I would not recommend a plastic base because you will never know if your babies will be chewers and if you plan to return the cage you probably want one that is durable and won't show wear and tear as much as plastic does. As far as the space is concerned, there are plenty of cage calculators available online. The new standard is 2.5 cubic feet per rat and I always advise to get room for 1 rat more than you are planning on keeping - although you can never have too much room. Since this cage will not be permanent and you say that they will be getting a lot of playtime, you can sacrifice some space till you purchase your DCN or permanent setup. Bird cages make great rat cages since vertical space is really important for rats but you have to be careful about bar spacing which needs to be at least half an inch small to prevent potentially dangerous escapes. If you do go with a bird style cage, make sure there are plenty of low hanging hammocks to cushion a fall should one happen. I cannot say that I have any personal experience with any of the cages you have listed but you really have to make sure the bar spacing is okay for young rats.


----------



## Roux (Nov 8, 2014)

Would a tank or a similarly sized bin be better? I am concerned with the fact that winter is fast approaching and glass gets SO cold even at room temp. They wouldn't be directly on the glass but still. I can get a nice bin for cheaper and use it for storing rat food once they're older and in a cage.


----------



## kksrats (Jul 25, 2014)

Bins work wonderfully. I used to use a tall-ish storage bin for litters. Works well from birth until their big enough to jump without keeping the lid on. Of course you can also drill holes in it and keep the lid on. Might actually be a decent means for transporting them when you move too.


----------



## artgecko (Nov 26, 2013)

I'd go with a bin cage. Here is mine that I used when my rats were 4 weeks until they reached about 2 months.
 

You will need a bin, some 1/2" mesh (you can get 1/4" if you're really worried about them getting out), some aluminum wire, and some tin snips (to cut the mesh and wire. A soldering iron comes in handy too, to melt holes to weave the wire though. 

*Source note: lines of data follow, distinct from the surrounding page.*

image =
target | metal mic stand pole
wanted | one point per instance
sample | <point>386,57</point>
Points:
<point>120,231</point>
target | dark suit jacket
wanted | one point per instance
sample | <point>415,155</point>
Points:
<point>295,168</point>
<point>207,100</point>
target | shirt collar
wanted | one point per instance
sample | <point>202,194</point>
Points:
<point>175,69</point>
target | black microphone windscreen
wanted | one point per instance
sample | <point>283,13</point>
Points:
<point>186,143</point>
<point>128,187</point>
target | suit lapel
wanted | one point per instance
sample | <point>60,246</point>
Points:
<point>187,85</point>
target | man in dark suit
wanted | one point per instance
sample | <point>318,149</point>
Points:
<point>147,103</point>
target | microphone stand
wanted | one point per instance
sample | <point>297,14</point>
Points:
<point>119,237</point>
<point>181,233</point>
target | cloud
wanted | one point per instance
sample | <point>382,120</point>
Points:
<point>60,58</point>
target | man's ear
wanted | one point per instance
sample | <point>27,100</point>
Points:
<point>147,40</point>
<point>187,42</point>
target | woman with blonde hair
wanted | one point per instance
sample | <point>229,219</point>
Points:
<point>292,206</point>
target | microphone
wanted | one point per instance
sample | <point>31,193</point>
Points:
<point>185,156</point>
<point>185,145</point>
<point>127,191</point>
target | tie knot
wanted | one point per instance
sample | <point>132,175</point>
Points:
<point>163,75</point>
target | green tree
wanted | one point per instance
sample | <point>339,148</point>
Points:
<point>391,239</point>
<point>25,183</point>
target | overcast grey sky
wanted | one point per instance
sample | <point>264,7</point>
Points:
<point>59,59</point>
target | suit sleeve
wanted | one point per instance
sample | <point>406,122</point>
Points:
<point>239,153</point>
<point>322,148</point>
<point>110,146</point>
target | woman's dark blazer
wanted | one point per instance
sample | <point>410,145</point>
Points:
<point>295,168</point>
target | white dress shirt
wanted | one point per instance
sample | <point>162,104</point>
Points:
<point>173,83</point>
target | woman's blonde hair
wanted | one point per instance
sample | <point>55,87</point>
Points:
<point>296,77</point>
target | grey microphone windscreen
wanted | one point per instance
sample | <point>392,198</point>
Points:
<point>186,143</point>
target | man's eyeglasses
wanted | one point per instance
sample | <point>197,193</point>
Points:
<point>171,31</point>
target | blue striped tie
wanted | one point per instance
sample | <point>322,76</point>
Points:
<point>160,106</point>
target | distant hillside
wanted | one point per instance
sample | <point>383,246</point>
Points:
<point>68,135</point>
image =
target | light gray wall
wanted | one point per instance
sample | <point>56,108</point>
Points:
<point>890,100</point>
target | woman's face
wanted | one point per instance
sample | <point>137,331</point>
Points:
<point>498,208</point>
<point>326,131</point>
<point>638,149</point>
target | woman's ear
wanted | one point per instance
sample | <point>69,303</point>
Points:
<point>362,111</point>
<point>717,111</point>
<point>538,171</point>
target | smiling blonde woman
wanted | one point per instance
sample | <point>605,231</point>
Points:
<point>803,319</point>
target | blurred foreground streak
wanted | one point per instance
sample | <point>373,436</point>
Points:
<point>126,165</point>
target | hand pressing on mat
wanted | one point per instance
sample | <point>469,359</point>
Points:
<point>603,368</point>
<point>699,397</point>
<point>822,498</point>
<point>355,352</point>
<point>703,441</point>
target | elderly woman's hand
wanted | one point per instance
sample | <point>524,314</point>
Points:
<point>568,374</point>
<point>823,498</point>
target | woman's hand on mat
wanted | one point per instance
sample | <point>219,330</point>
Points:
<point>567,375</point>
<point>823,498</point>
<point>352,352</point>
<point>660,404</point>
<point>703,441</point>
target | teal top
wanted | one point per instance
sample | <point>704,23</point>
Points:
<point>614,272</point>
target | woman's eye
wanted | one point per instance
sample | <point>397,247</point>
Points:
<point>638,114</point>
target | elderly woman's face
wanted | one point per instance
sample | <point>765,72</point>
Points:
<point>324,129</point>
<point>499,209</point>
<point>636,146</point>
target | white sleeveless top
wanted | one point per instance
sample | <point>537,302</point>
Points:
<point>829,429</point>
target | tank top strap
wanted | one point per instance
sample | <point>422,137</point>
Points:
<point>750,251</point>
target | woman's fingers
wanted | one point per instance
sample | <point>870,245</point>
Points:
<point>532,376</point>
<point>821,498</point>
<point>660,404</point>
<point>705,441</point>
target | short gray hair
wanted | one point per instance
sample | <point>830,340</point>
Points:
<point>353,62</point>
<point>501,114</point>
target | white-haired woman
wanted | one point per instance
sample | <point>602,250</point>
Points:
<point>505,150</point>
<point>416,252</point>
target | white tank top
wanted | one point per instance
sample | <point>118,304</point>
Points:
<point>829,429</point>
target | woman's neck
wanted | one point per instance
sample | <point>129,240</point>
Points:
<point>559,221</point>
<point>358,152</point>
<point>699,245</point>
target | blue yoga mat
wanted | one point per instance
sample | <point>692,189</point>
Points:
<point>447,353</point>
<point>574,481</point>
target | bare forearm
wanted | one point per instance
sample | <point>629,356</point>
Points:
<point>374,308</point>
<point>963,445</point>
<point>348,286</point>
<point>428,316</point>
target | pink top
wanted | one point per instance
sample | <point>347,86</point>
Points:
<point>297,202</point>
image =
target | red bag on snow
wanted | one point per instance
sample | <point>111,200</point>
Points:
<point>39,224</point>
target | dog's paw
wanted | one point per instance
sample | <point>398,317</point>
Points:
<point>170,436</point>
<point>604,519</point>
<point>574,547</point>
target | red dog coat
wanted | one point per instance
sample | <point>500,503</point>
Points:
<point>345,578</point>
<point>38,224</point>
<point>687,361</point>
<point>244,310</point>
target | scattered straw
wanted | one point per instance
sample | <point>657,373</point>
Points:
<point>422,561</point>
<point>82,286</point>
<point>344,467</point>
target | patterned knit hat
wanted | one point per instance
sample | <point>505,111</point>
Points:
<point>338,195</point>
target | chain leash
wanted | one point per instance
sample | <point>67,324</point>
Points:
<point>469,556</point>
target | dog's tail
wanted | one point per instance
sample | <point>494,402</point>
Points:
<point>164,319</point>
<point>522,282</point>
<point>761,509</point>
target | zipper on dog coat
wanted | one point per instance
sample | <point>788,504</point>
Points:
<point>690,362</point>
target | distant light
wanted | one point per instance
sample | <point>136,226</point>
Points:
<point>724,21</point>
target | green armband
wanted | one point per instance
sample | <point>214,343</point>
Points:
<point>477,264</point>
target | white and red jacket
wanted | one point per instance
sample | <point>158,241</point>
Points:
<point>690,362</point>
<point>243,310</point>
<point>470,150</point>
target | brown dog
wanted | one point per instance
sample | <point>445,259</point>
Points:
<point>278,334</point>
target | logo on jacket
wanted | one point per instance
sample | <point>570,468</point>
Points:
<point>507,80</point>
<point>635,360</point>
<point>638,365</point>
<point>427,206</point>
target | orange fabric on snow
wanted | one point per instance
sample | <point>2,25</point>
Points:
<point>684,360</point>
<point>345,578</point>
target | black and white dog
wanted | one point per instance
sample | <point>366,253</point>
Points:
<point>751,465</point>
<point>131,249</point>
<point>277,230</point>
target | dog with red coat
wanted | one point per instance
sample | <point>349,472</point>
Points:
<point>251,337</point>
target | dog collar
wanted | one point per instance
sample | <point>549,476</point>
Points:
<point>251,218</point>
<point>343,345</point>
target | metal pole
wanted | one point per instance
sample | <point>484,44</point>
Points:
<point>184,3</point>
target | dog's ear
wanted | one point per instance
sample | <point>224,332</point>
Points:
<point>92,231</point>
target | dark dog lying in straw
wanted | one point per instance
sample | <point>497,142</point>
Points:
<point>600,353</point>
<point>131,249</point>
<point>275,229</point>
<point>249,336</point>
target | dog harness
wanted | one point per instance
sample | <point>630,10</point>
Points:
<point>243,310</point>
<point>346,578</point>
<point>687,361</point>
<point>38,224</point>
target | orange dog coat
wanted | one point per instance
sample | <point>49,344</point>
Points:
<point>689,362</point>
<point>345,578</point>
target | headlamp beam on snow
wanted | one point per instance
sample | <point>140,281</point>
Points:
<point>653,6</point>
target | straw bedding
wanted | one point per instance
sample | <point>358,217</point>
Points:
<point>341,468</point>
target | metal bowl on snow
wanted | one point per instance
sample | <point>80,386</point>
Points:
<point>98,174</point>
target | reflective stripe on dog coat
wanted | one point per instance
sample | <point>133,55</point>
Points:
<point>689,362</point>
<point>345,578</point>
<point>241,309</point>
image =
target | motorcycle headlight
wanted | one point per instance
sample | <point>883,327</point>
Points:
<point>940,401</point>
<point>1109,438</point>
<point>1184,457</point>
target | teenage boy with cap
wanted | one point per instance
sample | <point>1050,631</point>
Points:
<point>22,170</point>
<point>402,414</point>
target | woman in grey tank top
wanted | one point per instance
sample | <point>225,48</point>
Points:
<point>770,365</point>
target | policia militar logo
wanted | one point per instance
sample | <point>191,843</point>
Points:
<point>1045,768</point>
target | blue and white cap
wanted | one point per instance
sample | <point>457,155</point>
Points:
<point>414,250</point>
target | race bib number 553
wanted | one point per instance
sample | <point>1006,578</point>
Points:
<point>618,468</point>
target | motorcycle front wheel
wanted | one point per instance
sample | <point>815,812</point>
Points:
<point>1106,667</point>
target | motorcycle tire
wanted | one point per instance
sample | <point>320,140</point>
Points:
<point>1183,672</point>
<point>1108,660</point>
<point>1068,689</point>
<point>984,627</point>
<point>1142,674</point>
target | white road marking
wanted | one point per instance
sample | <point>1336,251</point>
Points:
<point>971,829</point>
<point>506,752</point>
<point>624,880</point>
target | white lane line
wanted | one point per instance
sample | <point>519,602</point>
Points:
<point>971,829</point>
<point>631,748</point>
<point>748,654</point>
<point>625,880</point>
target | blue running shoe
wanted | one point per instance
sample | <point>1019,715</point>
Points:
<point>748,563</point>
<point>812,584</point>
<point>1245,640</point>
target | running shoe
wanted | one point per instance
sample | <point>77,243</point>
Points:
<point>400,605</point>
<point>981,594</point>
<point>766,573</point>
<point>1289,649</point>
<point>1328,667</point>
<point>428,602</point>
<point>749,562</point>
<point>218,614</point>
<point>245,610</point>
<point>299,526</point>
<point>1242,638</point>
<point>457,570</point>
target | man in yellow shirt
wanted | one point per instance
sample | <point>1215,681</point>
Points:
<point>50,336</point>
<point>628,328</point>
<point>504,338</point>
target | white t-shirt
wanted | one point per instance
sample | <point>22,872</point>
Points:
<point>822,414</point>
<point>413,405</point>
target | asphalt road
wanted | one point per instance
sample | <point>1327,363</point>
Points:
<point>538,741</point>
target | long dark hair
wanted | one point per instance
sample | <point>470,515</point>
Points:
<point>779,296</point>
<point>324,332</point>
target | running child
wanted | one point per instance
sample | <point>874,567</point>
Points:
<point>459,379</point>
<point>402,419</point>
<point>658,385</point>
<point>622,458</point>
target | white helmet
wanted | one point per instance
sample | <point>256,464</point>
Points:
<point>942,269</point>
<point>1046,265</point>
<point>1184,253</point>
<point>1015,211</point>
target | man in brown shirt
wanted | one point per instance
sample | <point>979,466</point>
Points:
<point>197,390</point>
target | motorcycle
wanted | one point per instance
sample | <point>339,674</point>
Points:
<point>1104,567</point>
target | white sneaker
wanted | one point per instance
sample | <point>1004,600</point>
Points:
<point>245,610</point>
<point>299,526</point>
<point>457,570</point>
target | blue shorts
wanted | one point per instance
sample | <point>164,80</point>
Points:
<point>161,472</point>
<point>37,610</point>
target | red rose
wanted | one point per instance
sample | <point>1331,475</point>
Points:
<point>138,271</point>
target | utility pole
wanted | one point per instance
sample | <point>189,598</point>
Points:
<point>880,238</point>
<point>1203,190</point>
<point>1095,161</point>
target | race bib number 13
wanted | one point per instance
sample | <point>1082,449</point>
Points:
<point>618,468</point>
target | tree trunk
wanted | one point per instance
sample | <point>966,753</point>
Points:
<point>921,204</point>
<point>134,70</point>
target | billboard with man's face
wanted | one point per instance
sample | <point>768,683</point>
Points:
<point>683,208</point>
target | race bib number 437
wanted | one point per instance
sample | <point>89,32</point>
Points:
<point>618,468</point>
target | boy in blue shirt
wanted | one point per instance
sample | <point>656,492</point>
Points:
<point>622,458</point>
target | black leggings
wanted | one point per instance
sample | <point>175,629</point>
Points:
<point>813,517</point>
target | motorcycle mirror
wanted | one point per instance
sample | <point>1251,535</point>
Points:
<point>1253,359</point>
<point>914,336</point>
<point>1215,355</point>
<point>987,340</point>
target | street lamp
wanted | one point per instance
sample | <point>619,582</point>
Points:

I would cut the openings high on the tub so that you have a deep "tray" to hold bedding in. then, cut the mesh larger than the holes so that it overlaps the edges on the inside of the tub. Space the holes about 1.5-2" apart and attach the mesh by "weaving" the wire though it and the holes.
Here are some more pics:
Outside of lid to show weaving


Inside of lid to show mesh "overlap" to prevent chewing


I'd get a bin with the handle "clips" but also get one with a thin rim / edge / top thickness so that you can secure the sides using bulldog / binder clips just in case they push against it. 
I was able to put hammocks, rope, water bottles, etc. In this cage, hanging things from the mesh just like you would with a cage. Just be prepared to get cut a lot by the wire (gloves would be a good idea) and spend about 1-2 hours making it. When soldering the holes, you'll want to open a window as well as it makes pretty gross fumes.


----------



## nanashi7 (Jun 5, 2013)

Bin cages can be great but considering you are thinking babies, from 2 weeks on they need a wire cage or they'll never learn to climb. I have tank raised kits and cage raised kits and the ability and confidence is so different between the two. They're also not fool proof and hardly differ from tanks. 

Bird cages can work but need modified. They need shelves or hammocks installed to use the vertical space. 

Four months is a long time. Maybe you should consider just dealing with the hassle of moving. They'll need the minimum cage requirement of adult rats still. 2 sq ft per rat, 12 in width and length is a minimum and is literally just so they can stretch flat...

Maybe start camping on craigslist. My first cage was a guinea pig cage I covered in hardware cloth to reduce the spacing and installed shelves in it to use the vertical space.


----------



## artgecko (Nov 26, 2013)

Just wanted to say that because of the mesh on the sides of my bin cage, my rats were able to practice climbing and have had no issues... They were in a glass 20gl long where I adopted them at, so the mesh on the bin was sufficient training before they graduated to a wire cage. Many bin cages have no mesh on the sides though (only the top) and this could be an issue wiht those.


----------



## Roux (Nov 8, 2014)

I am going to go ahead with a small bin while they are teeny and get them a Petco Rat Manor since they are on sale right now and I know they fold small. They may be in that cage until we move just so a DCN isn't taking up space we may otherwise need. Due to the depth of the pan on the cage, I would opt to keep babies there but I fear for the temp fluctuation of that metal.


----------



## artgecko (Nov 26, 2013)

The rat manor has served me well... I too scored it on sale for $49 last Christmas season. 

I would advise removing the smaller shelves though (and replacing with hammocks) as they are hard to clean. I also took the ramps out of mine. The doors are very small to fit litter pans and things into, so keep that in mind. I use bedding in the bottom tray (aspen) and it seems to work well. I like this cage a lot and it is holding my 3 adult females (and has been plenty of room for them) but it might be tight if you have males and they start to get very large. I would not house adult males in it, but since you are getting a DCN anyway, that is a moot point. 

Wear thick gloves for making the bin... Trust me when I say that the wire will cut you.


----------